I’m at the Rocket Bakery procrastinating on writing my thank-you notes for the wedding presents I received in August. (I really am grateful for the sundry kitchen appliances, picture frames, and lingerie (penis slippers included), and I hope that you all keep up the habit of giving them to me in the future. I was raised better than this, so clearly the internet with its maze of blogginess and generic facebook photographs is to blame.)
There’s a sign with pull tabs on the wall saying, “Food not bombs” which makes me think that if anything can be substituted for war—bikes not bombs, make out not war, etc.—then we all should be really too busy to wield the hand of aggression, and war would seem to be the outcome of boredom. So if someone would simply give those world leaders and charismatic terrorist aficionados something to do, the world would be a safer place.

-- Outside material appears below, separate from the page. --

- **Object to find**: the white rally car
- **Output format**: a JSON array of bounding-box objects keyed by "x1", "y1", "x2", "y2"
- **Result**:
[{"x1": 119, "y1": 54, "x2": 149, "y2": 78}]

And how about those Americans? A Newsweek came in the mail intended for a Mary Carver—I’m hoping that this is not Mitch’s way of telling me that we have a polygamous relationship; I mean, at least say it with flowers. And on the cover is this burning wad of wrinkled greasy cash and the caption: “Why Americans are still Spending Money” or something like that. What would you rather have: a stack of paper, more infested with germs than any other substance we touch, or a new lap top that’s negative point five inches thick, on which you can twiddle away your time?
If American money were more interesting or looked prettier, then maybe we wouldn’t spend it as often. Take credit cards: they are the key to unlocking possession of all sorts of things—music, clothes, books, drunkenness, travel—but if you don’t use them they’re just flat pieces of plastic with magnetic strips on the back.
Maybe if, instead of the presidents, bills had pinup girls on them or clues to a great mystery, we wouldn’t trade them in for cool stuff as much.
Would a dragon sit on a cache of Washingtons and Lincolns and tarnished old nickels and little numbers from account balances? Two words: ugly. flammable. You see what happens, Mary?